Meet in a place that the employee can make a quick dignified exit from.

We can all be ambushed by difficult people management issues, writes Janette Lucas, partner at Squire Patton Boggs, what counts is how we handle them…

In the workplace they come in so many different shapes and sizes. Team members who don’t get along; others who get along too well;  the one who is “uncharitable” about his manager on social media; the one who’s unhappy because she didn’t get the promotion she was expecting; the one who maybe doesn’t wash quite often enough; the one who faces redundancy; and so on.

Janette Lucas, partner at Squire Patton Boggs.
Janette Lucas, partner at Squire Patton Boggs.

Handled well, these conversations can improve performance, reduce business risk and increase engagement; done badly, employees may go off sick, raise a grievance or disengage completely. One thing is certain – these issues rarely resolve themselves and almost invariably, the longer it is put off, the more difficult the conversation becomes.

What can you do to ensure the conversation ends the way you want, rather than leaving you with an even longer “to do” list?

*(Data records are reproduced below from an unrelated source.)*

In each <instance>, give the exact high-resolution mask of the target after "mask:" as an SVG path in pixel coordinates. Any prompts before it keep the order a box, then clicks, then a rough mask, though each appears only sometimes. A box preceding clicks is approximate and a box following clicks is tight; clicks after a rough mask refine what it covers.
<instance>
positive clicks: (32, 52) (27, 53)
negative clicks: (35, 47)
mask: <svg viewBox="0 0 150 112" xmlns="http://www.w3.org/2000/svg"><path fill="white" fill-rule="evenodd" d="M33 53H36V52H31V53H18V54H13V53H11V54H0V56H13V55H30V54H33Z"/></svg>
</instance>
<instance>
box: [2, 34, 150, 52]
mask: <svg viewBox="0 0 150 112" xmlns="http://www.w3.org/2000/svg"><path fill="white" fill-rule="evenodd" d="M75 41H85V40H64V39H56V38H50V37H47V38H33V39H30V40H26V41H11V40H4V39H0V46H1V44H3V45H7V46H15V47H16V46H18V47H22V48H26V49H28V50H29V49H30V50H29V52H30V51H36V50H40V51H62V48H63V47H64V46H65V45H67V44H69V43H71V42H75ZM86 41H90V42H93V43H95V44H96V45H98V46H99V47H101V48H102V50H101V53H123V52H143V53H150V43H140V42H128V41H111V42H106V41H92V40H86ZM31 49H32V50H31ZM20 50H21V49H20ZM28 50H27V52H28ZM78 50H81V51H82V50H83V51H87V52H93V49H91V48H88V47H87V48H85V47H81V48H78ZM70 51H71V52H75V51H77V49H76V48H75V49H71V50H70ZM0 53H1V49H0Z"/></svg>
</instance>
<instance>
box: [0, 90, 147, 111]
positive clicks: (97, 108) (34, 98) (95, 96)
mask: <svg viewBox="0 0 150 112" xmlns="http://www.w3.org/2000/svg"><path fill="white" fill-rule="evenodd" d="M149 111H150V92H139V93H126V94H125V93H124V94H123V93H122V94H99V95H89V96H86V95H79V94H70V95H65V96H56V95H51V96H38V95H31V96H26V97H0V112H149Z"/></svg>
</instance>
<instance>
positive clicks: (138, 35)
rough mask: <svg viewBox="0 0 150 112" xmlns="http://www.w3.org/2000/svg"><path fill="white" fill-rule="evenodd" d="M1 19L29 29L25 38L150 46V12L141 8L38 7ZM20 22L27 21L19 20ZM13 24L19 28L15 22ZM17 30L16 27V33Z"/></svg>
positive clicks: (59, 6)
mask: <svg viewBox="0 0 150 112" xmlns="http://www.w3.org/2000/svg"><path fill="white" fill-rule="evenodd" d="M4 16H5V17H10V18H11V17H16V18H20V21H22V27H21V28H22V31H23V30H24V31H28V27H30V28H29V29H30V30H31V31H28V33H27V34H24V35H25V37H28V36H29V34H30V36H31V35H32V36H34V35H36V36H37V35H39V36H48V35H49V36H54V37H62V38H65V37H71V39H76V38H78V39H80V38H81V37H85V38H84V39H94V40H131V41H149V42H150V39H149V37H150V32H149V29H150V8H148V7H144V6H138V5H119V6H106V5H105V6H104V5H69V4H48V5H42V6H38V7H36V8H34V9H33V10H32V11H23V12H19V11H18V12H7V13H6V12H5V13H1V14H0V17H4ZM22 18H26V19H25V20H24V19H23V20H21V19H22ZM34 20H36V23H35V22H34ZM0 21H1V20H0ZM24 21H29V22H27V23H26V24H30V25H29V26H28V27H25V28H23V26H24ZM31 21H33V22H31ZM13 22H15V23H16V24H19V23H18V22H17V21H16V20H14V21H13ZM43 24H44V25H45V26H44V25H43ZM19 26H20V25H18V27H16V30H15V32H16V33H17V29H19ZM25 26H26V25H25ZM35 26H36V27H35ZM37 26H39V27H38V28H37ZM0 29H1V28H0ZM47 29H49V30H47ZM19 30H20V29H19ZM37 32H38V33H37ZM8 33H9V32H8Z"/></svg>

It’s OK to be nervous – what you are about to say may very well cause the other party great distress, but you may be affected too.   There is nothing wrong with some minor nerves in advance – if you don’t feel anything, you may not come across as empathetic.

Do your homework 

Do you have all the background you need? Don’t be afraid to ask for it.  Get copies of any company policies relevant to the issue you have to discuss and be clear about what they say.  Being able to focus on objective facts helps you manage through the discussion if it starts to become emotional.

Be prepared

Preparation is key to your being able to deliver your message confidently and to keep control of the meeting, even if it goes “off piste”.  Have an outline script and agenda; include a short introduction so that everyone has a bit of time to settle in to the meeting; rehearse if you need to and make sure the manager does the same, especially if it is the first time he or she has been part of such a discussion.

Devil in the detail

Think about the timing and location of the meeting, and the size and set up of the meeting room.  As a rule, no glass-walled rooms.  Too much background noise/activity is also distracting and you may want the employee to be able make a discreet and dignified get away. Details like this are important and can genuinely influence the tone and outcome of a meeting.

Consider your audience

Are you the right person to have this conversation?  In some cases, perhaps because of your earlier interactions with a particular individual (e.g. a previous grievance) or what you know of their personality/approach, it might genuinely be more effective for another manager or HR professional to lead or support the meeting. From a business perspective, the only thing that matters is a successful outcome, not that you are the one leading the charge.

Every problem has a solution 

Granted, some of those solutions may be terminal to the employment relationship but there could be various potential outcomes. You are not expected to come up with all the ideas;  be prepared to invite suggestions from others involved in the matter as to how a particular issue or situation might be resolved and for feedback on anything you’ve put forward.

Stop, look, listen

While you may have a message to deliver, you must avoid non-stop talking. Stop and gauge how the other party is responding, listen and note what they are saying. Summarising and replaying back what others have said is a good way to be sure you have properly understood, have not missed anything, and reassures them they are being listened to.

Remember that the best next step after a difficult conversation is often an adjournment to another date to discuss the issues after the employee has had a chance to digest the message you have conveyed – don’t try to thrash the whole thing out there and then unless you are very sure that the employee is able to do so in a calm and informed manner.

Follow up

The over-arching objective for any difficult conversation is to avoid having to do it again.  Key to that is making sure that whatever follow up has been agreed is actually delivered. Make a clear note of any agreed actions, who is responsible for them and when they are to be completed by, and be sure to send reminders and updates. You’ve got this far; don’t fall at the final fence.